General logistics is borderline as to whether it falls within the scope of FHIR. In general we don’t try to tackle domains that don’t contain at least something that’s healthcare-specific. If it’s a need that wouldn’t look any different managing supplies for a car manufacturer than it would a hospital, we generally treat that as outside FHIR’s scope or direct implementers to use “Basic”.

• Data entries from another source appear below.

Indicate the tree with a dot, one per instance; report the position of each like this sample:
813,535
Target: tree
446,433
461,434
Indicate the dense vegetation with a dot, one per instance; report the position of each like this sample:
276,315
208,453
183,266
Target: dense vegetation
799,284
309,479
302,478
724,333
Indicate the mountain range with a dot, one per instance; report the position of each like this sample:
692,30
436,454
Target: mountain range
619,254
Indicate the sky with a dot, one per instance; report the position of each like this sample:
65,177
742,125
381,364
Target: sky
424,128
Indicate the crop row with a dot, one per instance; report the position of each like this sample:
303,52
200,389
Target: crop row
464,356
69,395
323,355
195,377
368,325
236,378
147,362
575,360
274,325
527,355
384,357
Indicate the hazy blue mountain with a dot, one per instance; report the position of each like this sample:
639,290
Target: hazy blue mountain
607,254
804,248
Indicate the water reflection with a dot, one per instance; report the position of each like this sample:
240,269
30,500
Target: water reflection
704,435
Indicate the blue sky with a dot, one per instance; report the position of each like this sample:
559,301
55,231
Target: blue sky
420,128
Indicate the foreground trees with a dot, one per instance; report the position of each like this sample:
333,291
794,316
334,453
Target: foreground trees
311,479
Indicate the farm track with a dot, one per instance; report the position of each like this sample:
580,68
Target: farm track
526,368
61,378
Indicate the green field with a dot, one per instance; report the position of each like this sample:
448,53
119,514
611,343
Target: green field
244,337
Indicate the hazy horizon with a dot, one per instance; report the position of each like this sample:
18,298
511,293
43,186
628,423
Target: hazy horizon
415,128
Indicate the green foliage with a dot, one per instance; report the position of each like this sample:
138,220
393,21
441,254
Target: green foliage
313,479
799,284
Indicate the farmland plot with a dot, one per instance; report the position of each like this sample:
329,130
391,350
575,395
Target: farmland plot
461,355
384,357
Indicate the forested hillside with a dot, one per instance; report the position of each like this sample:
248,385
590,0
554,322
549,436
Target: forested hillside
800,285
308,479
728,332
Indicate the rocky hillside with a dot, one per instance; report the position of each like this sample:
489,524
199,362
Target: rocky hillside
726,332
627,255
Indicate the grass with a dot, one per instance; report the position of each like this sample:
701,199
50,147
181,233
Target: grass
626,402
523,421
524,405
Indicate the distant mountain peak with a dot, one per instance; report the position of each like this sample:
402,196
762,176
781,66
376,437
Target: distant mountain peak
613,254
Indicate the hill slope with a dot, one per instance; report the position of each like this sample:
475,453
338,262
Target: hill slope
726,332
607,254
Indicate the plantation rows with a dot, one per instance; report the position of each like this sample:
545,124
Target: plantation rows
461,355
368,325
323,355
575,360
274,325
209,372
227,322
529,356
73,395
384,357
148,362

That said, this area isn’t fully settled yet. There’s ongoing discussion about catalogues and other similar topics and how best to handle them isn’t yet decided. Feel free to engage in the discussion on chat.fhir.org

Hi, we totally agree that fhir should cover only healthcare-specific… our intent is not to realise a generic purpose application but the use case we tried to model with fhir is the tracking of the logistics within a hospital and related to central pharmacy, sterilisation unit, and departments that move “things” among wards, operating theatre, intensive care units,…
All these organisations stores those “things” in their own stores, cabinet, shelves, … carts
The aim of our logistic module is to track all these kind of items inside the hospital till the effective administration to the patient.
We agree that when these “things” are prescribed, administered or delivered to the patient it would be better to use the real resource (medication, device, specimen,…), and in our pplication (in other modules) we do exactly like this, but till that time we think it is more appropriate to consider them more abstract (such as an “iteminstance”) so that it’s possible to manage and track properly even the containers (rolls, boxes, packages,…) used for the delivery of this things among locations (pharmacy, department,ward, [cabinet], [shelves], carts,)

Cool use case. If I understand, seems an interesting collision of clearly defined healthcare concepts (medication, device, specimen) and something like a BOM [bill of materials] for packaging/storing of those concepts/items. Reminded my of a fulfillment module I wrote BITD that cross some of these boundaries – samples and educational materials, etc. Also worked with Multum and FirstDatabank’s fine drug database APIs – both of which covered ‘packaging’ of underlying pharma concepts – to a level. All pre-FHIR of course and actually didn’t even hit HL7V2 as I recall.

Anyways, great to read and best of luck to you on your modeling!!